Corría el año 1969 y la clase de tercer grado estaba excitada. Niños y niñas tenían los ojos a punto de salírseles de las órbitas. Dos de ellos, uno rico y el otro pobre, se daban de puños.
El rico era un buen muchacho, también el pobre. Pero eran eso: niños, y cuando se tiene nueve años de edad, cualquier broma pesada o una palabra de ofensa puede desencadenar una catástrofe.
Recuerdo que yo era la "jefa de orden", pero no pude evitar el desorden.
El niño rico "vacilaba" al pobre, y éste lo miraba con ira contenida. "No me molestes, te voy a meter un trompón", decía, pero el otro no le hacía caso y seguía la chanza.
Daba la casualidad de que el pobre era hijo de una aseadora de la escuela. El rico era hijo de empresarios del pueblo. Eso era lo que tenían en mente algunos compañeros de ambos cuando decidieron liarse a puños, aprovechando que la maestra había ido a la dirección.
Un barrejobo aquí, otro barrejobo allá era lo que se veía en medio de la algarabía. Yo anotaba nombres de "malportados" en una lista que entregaría a la maestra cuando regresara, pero también miraba aterrada la pelea.

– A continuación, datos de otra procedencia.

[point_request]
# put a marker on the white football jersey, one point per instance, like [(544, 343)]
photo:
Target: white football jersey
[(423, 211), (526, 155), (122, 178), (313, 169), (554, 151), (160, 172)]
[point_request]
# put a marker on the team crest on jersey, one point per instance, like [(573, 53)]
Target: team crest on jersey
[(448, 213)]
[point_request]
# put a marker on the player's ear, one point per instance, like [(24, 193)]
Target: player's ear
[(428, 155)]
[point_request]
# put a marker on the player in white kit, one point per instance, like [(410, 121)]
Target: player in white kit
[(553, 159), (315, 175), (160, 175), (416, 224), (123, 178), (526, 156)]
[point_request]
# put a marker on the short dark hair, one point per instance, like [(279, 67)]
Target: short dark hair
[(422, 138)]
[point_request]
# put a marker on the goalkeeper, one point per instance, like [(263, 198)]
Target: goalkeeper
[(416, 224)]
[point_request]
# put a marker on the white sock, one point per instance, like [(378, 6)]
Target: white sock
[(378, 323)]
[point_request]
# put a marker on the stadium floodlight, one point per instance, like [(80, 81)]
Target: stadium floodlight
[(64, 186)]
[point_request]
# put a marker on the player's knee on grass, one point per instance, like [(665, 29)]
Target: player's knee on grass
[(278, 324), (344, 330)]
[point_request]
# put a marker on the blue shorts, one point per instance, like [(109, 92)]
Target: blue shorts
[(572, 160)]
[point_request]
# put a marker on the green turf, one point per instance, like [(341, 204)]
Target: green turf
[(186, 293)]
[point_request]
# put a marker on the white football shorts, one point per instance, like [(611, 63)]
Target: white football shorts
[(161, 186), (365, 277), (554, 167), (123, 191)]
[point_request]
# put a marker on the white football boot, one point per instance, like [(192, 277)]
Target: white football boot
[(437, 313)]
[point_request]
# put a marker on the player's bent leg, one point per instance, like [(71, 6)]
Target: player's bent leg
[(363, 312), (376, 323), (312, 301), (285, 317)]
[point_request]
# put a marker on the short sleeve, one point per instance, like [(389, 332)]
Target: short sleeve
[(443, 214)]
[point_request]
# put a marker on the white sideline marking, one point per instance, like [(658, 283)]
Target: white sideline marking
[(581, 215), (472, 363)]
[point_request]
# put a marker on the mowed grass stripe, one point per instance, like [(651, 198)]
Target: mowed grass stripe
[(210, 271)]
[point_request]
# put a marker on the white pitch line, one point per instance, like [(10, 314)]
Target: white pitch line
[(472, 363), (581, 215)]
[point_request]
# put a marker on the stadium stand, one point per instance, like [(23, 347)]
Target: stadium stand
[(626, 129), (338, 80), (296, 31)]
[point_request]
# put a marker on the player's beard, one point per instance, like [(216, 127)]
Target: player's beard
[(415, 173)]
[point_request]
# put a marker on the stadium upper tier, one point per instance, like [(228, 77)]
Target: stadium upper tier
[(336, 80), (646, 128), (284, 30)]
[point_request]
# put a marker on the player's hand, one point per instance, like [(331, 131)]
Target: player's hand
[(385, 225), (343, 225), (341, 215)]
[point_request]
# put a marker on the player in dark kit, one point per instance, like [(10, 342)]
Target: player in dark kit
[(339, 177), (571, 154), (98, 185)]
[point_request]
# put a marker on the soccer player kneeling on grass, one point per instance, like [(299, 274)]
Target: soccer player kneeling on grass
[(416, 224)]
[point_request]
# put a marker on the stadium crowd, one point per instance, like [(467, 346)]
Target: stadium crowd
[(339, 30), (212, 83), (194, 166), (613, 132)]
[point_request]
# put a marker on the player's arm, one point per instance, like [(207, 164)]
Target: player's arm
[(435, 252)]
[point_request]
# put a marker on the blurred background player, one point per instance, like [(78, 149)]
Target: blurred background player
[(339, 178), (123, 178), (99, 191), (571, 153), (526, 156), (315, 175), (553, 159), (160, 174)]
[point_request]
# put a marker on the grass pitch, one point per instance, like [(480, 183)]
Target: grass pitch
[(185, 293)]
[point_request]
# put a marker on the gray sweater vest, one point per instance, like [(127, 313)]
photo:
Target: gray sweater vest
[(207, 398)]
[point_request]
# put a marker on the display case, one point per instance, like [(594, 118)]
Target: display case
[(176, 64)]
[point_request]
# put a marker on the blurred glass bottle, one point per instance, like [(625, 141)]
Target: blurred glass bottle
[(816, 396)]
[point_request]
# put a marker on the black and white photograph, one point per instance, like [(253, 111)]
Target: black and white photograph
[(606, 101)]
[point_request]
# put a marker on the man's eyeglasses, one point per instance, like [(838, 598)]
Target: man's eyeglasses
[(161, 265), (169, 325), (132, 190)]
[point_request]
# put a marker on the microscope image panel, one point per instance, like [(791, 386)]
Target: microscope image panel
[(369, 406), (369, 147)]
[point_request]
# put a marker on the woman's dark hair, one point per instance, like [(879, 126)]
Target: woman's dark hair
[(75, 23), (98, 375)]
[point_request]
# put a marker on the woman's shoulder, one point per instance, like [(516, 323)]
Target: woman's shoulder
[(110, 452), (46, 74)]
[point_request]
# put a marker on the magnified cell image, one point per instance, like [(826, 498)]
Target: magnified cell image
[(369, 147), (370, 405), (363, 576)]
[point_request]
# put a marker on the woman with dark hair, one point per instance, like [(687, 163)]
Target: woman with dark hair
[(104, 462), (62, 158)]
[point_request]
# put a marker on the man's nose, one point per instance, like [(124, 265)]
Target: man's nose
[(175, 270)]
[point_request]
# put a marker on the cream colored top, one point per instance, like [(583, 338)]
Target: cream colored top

De repente, ¡zas!... voló un diente. Era del niño rico, que sólo atinaba a decir que ahora se iba a ver feo. Yo sólo pensaba que toda la culpa se la iban a echar al niño pobre, pero no fue así.
El asunto se deslindó como correspondía en aquellos tiempos. Llamaron a algunos estudiantes y éstos atestiguaron sobre lo que ocurrió. No culparon a ninguno de los dos, pero sí les hicieron ver su grado de responsabilidad en la trifulca. Una cuera de los padres y un castigo en la escuela, no sin antes obligar a los contendientes a un estrechón de manos, que terminó con el asunto.
Eran los tiempos en que en la mayoría de las provincias del interior no había escuelas privadas, pero recibíamos una educación de calidad. Y no me refiero sólo a la académica. Aquel día, la maestra se quedó con nosotros después de la salida y nos dio una lección que jamás olvidé: la violencia no sólo puede sacar un diente, también puede dañar el corazón de un niño y convertirlo en una mala persona para el resto de su vida. Elegir lo que queremos ser está en cada uno de nosotros.
Los niños de este relato siguieron siendo amigos, y son hoy ciudadanos honorables. Un diente postizo, que no se nota, bastó para mejorar el físico.